The Massachusetts Bar Association Journal printed the following questions actually asked of witnesses during a trial.
Were you alone or by yourself?
Was it you or your younger brother who was killed in the war?
You were there until the time you left, is that true?
Q: Can you describe the individual? A: He was about medium height and had a beard. Q: Was he male or female?
Q: Doctor, how many autopsies have you performed on dead people? A: All my autopsies are performed on dead people.
Communication is at once the most rewarding and the most risky aspect of relationships. How we communicate with one another makes all the difference in the world when it comes to the quality of our relationships.
It is not surprising that such a critical aspect of life would be clearly addressed in the Bible. As we come to James 1:19-21, we are given wise counsel from God’s word about communication. It amounts to some preventive medicine for relationships. Following these inspired instructions from James will help us prevent relationship wrecks before they happen. James calls us to “take note” of this.
I. Adopt an attitude that helps relationships.
This attitude is characterized by three principles.
A. Let everyone be quick to listen.
1. Not just quick to hear – quick to listen.
2. Listening involves not just the syllables and words. It
involves hearing the heart.
3. A person who has truly listened ought to be able to repeat
the message back to the speaker with clear understanding.
4. Let me give you a proverb. Prov. 18:13 “He who answers
before listening, that is his folly and his shame.”
5. When we fail to listen, all kinds of problems occur. We
misinterpret, we jump to conclusions, we demonstrate a
lack of respect for the other person.
ILL: Erik Wiehenmayer reached the summit of Mt.

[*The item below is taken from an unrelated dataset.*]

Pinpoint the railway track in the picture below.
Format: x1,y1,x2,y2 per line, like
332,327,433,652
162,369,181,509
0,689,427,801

Everest on May 25, 2001. 90% of the climbers who attempt this feat fail. 165 had died trying since 1953. That is amazing in itself. What makes Erik’s climb even more amazing is that he has been blind since he was 13. How did he succeed? Because he listened well. He listened for a bell tied to the back of the climber in front of him. He listened for instructions of team mates who would shout directions to him. He listened for the sound of his pick jabbing the ice to know whether it was safe to cross. He made the summit because he listened well.
APP: You and I will never enjoy the panoramic vistas our relationships have to offer if we don’t become good listeners. There is a husband or wife here today who could dramatically improve their marriage if they would practice listening. There is a parent or child who could enter a new level of love and trust if they would listen. There are brothers and sisters in Christ here today who by listening could come to understand one another and strengthen their relationships. Dietrich Boenhoffer said, “He who can no longer listen to his brother will soon no longer be listening to God.” Let us all be quick to listen.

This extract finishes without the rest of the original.